In 2014, he joined Newsnight as a political researcher, briefing presenters for major interviews, before becoming an occasional reporter for the programme as well as wider BBC output, including Victoria Derbyshire and BBC Radio Four. In 2015, Goodall reported from both the Charlie Hebdo shooting and November 2015 Paris attacks. Goodall conducted the last interview with Labour Party politician Denis Healey before the latter’s death in October 2015.

===Sky News===
Goodall left the BBC in 2016 to join Sky News as a political correspondent. He became known for his coverage of the Brexit crisis and the strife within the Labour Party, and in 2019 was named a MHP Communications "30 under 30" young journalists to watch. That year, he presented a documentary on the rise of Nigel Farage and the Brexit Party. He became known for his election and data analysis, and became a main presenter on Sky's election programmes in 2017 and 2019. His first book, an analysis of New Labour and Jeremy Corbyn titled Left for Dead?: The Strange Death and Rebirth of the Labour Party, was published in 2018.

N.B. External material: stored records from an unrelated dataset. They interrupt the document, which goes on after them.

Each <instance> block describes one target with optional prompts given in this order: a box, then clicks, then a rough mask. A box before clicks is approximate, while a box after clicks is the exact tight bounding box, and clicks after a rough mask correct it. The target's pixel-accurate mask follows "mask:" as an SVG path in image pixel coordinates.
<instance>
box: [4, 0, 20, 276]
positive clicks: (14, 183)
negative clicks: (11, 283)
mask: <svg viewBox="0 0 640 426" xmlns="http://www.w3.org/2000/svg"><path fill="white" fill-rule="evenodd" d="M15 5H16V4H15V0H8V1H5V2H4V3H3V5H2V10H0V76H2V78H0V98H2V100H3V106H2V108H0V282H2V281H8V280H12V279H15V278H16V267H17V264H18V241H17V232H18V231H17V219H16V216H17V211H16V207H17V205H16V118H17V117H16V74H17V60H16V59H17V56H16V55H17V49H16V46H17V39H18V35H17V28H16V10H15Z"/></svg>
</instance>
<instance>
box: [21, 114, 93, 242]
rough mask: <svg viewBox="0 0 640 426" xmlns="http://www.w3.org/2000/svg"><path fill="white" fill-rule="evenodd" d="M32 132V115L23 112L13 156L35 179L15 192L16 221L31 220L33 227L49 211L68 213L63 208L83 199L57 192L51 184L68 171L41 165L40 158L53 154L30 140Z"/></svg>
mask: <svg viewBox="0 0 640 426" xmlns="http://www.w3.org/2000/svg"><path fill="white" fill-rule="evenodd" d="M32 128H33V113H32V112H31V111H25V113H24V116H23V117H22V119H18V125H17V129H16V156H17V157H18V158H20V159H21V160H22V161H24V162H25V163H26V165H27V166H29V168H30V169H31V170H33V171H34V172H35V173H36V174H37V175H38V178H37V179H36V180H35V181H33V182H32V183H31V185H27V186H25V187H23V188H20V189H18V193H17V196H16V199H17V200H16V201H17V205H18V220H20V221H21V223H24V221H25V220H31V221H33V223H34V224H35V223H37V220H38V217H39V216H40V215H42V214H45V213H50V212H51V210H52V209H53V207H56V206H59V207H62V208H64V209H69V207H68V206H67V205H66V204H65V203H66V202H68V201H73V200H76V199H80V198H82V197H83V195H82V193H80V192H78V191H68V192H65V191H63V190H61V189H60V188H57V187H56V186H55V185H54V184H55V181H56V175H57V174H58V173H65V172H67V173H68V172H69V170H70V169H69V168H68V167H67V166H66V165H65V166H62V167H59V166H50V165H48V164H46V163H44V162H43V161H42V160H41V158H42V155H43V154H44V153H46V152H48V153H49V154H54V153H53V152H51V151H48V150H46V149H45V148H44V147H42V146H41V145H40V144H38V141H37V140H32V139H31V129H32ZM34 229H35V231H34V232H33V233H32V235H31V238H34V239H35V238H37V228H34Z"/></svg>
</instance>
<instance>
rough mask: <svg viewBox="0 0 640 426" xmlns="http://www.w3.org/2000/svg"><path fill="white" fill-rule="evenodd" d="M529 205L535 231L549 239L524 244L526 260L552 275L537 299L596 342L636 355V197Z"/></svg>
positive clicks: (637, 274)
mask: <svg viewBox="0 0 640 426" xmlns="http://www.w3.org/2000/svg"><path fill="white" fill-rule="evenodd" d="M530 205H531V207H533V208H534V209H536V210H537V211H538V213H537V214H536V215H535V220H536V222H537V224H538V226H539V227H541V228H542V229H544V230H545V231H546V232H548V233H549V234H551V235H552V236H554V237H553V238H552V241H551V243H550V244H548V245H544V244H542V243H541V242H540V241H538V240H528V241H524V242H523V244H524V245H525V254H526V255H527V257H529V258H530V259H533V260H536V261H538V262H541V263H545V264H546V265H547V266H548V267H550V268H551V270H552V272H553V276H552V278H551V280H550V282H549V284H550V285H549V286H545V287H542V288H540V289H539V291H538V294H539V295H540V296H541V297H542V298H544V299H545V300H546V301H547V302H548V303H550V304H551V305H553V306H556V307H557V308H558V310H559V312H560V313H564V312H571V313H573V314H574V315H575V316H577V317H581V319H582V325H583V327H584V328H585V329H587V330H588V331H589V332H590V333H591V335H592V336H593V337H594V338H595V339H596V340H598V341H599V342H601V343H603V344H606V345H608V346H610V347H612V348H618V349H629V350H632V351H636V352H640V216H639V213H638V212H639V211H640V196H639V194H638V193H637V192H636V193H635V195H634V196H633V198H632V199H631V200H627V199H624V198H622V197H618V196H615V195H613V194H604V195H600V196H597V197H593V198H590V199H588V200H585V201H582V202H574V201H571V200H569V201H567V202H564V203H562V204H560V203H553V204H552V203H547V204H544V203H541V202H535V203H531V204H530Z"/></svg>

===Return to BBC Newsnight===
He returned to the BBC in January 2020 as Newsnights policy editor. He went on to become one of the most prominent faces of the BBC's reporting on the COVID-19 pandemic, especially its impact on schools, care homes and the death rate. In August 2020, he reported extensively on the A-level grading scandal, credited with changing government policy over which grades would be given to students in that year's exams, for which he was nominated for an Orwell Prize in 2021. In 2022, he reported from the western Ukrainian border on the outbreak of the Russo-Ukrainian War and the resultant refugee crisis in eastern Poland. That year, he presented a Radio Four documentary, "What is a Tory?", on the evolution of Conservative political thought. Goodall featured in the BBC's election night coverage and was called a "rising star" of the corporation.

Goodall later stated that the BBC had not protected his editorial freedom from criticism by former Conservative Party communications chief Robbie Gibb, who was appointed to the BBC board in May 2021 and should not have had direct editorial involvement. Editors had instead warned him to "be careful: Robbie is watching you". This in part led to his decision later to leave the BBC.

===Post-BBC===
In June 2022, Goodall announced he was leaving the BBC to join media company Global Media & Entertainment to make a daily podcast (The News Agents with Emily Maitlis and Jon Sopel). He stated on Twitter that he would be remaining at Newsnight for "a while yet". The News Agents was launched on 30 August 2022.

In July 2025, Goodall said he had been subject to a "constitutionally unprecedented" super-injunction by the UK government for 23 months, to prevent the reporting of a "catastrophic" data leak pertaining to Afghan asylum seekers. Goodall called the case "deeply disturbing for press freedom" in the UK.

Goodall writes for the New Statesman.

==Personal life==
Goodall married Tone Langengen in August 2023. She is the Tony Blair Institute for Global Change's senior climate and energy policy adviser.